Simple-Auth
Simple auth aims to be a simple, highly configurable and secure self-hosted service that you can simply deploy and start using.
The minimal setup should be close to plug-and-play.
How to use
You can run the service in two ways:
- Pull the git repo and run the service locally
- (Prefered) Pull the docker image and run along with your other services
In both cases you will need a database engine running somewhere
Running locally
Pull the git repo and in a terminal window run the following commands:
Installation
$ npm install
Running the app
$ npm run start:prod
Running with Docker
Ideally we want to have an image in Docker hub, but since we're still developing for now you need to pull the repo and build the image locally.

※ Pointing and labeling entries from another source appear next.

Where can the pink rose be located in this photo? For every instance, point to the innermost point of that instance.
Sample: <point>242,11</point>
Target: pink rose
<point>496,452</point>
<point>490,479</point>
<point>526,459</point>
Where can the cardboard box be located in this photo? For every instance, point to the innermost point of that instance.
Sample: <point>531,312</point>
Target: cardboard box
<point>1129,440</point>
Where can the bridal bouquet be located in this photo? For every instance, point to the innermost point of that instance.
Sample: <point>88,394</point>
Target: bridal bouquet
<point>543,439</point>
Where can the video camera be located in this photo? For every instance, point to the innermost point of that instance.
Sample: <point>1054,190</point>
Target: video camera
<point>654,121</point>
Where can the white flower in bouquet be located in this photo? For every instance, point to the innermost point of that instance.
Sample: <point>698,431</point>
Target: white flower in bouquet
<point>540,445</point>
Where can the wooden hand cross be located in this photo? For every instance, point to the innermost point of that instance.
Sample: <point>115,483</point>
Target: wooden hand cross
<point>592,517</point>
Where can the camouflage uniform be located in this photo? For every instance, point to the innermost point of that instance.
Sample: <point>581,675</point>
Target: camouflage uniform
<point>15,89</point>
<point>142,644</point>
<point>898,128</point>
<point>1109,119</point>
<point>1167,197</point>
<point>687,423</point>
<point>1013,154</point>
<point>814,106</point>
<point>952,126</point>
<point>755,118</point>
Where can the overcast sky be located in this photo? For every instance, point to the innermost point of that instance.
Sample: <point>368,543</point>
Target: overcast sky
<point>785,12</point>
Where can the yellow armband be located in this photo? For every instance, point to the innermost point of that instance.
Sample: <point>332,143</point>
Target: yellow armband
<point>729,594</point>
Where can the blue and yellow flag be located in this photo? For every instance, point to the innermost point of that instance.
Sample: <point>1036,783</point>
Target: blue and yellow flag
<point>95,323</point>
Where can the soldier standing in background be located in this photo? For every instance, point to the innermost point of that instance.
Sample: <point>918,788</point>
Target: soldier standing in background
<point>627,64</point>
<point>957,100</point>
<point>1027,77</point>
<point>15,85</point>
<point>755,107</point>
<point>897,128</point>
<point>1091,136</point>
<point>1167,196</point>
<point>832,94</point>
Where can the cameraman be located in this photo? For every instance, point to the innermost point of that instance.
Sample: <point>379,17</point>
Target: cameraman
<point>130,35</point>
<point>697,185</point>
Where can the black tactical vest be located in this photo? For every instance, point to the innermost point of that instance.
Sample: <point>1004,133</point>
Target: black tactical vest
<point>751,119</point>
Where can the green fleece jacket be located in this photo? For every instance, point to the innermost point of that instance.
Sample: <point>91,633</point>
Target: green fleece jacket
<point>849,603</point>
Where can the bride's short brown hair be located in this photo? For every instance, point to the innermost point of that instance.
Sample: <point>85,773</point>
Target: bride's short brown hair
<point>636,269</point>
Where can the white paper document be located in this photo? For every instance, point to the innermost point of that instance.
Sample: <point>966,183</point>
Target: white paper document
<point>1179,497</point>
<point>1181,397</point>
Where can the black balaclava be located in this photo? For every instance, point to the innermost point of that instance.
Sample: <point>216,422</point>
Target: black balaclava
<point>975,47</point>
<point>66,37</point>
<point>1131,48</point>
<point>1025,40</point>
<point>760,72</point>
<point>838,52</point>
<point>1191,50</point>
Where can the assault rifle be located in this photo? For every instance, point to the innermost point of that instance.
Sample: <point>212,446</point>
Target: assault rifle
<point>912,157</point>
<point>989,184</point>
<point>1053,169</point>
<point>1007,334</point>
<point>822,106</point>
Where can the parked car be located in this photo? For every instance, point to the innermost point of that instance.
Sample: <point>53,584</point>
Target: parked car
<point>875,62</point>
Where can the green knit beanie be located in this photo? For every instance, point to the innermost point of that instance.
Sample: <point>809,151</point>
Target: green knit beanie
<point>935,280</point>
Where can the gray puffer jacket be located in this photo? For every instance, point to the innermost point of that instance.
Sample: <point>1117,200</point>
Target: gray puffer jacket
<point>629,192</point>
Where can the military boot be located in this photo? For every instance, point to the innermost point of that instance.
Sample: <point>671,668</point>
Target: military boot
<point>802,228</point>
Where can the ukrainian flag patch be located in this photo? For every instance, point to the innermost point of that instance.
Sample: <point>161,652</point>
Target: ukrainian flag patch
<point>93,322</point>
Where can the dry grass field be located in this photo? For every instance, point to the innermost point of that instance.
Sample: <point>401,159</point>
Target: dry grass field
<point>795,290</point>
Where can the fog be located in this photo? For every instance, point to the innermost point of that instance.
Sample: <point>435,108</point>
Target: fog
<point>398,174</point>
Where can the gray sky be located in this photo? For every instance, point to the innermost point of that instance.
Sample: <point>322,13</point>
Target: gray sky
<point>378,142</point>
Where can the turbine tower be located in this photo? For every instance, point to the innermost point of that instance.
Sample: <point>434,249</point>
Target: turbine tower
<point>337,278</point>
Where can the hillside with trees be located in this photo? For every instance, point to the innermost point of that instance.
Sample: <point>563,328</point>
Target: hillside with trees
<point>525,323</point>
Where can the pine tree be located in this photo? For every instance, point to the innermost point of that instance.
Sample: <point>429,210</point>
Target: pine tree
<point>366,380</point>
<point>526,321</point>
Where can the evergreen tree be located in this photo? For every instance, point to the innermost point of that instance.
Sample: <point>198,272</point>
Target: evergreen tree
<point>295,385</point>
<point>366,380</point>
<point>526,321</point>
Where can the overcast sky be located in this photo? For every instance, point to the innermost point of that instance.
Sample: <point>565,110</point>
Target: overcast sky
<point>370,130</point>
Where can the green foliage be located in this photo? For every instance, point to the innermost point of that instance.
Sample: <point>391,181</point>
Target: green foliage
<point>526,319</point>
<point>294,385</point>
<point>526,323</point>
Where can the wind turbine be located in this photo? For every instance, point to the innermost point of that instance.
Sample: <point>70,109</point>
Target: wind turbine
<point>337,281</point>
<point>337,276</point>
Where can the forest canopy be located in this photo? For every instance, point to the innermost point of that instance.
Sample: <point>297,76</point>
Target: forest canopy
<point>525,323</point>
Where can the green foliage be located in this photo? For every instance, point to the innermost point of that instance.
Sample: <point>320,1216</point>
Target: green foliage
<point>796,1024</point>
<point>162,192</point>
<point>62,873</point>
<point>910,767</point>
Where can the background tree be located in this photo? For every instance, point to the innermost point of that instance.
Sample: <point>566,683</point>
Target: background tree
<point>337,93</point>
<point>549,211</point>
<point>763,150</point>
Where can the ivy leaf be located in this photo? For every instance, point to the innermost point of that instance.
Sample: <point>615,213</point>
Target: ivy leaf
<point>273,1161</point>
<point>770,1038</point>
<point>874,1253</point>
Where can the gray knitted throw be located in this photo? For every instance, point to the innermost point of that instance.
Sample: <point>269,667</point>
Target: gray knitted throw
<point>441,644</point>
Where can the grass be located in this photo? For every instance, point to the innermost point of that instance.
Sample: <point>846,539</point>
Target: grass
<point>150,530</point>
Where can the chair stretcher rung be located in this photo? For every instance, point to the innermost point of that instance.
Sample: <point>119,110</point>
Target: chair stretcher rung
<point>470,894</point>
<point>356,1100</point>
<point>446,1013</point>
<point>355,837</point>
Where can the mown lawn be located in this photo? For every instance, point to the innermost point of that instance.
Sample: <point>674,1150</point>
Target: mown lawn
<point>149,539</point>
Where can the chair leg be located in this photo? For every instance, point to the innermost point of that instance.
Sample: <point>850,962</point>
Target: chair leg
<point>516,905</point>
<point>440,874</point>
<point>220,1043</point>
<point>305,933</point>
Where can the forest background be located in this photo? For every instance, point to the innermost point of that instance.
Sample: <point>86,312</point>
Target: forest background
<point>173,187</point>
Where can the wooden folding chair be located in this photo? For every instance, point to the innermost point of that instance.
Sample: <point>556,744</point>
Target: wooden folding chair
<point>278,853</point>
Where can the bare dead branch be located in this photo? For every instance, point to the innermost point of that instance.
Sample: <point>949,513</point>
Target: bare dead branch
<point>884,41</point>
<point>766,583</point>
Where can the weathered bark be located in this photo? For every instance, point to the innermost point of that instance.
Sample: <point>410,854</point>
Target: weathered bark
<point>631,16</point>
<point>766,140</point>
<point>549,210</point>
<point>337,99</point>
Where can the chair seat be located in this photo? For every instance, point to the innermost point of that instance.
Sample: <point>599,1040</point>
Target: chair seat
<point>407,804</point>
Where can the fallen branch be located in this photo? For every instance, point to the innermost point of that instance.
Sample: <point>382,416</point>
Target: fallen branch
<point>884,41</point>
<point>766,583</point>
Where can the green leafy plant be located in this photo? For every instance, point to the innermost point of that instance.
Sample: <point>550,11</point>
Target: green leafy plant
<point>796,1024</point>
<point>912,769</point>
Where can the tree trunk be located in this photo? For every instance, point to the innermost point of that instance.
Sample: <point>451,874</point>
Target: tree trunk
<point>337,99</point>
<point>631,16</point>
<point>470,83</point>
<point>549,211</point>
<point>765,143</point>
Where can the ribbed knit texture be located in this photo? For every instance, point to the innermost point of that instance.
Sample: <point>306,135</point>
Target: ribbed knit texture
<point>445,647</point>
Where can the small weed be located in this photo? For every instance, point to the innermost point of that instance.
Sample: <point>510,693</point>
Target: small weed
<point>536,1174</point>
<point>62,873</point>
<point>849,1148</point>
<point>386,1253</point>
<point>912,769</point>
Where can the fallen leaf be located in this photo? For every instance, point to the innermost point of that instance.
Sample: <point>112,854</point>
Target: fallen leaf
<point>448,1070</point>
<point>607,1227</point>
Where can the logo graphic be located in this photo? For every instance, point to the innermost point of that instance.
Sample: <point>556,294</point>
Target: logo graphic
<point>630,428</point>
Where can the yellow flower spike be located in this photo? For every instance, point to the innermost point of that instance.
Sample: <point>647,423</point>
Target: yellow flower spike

So firstly pull the repo and open a terminal window on that location.
Then run
docker build -t simple-auth .
Once the image is built you can run the service with the minum config like so:
docker run -p 5000:5000 -e DATABASE_HOST=<YOUR-HOST> -e DATABASE_NAME=<YOUR-DB-NAME> -e DATABASE_PASSWORD=<YOUR-DB-USER-PASSWORD> -e DATABASE_PORT=<YOUR-DATABASE-PORT> -e DATABASE_TYPE=postgres -e DATABASE_USERNAME=<YOUR-DB-USER> -e TOKEN_ENCRYPTION_KEY=<YOUR-ENCRYPTION-KEY> simple-auth:latest
Or if you're using docker-compose add the service to your docker-compose.yml
auth:
image: simple-auth:latest
ports:
- "5000:5000"
environment:
DATABASE_HOST: <YOUR-HOST>
DATABASE_NAME: <YOUR-DB-NAME>
DATABASE_USERNAME: <YOUR-DB-USER>
DATABASE_PASSWORD: <YOUR-DB-USER-PASSWORD>
DATABASE_PORT: <YOUR-DATABASE-PORT>
DATABASE_TYPE: postgres
TOKEN_ENCRYPTION_KEY: <YOUR-ENCRYPTION-KEY>
These are the minimum configurations to run the service. After it is up you should be able to access the available endpoints by accessing localhost:5000
You can access the Open API documentation at: http://localhost:5000/auth/explorer
Configuration
Simple-Auth aims to be highly configurable and this configuration comes in the form of environment variables.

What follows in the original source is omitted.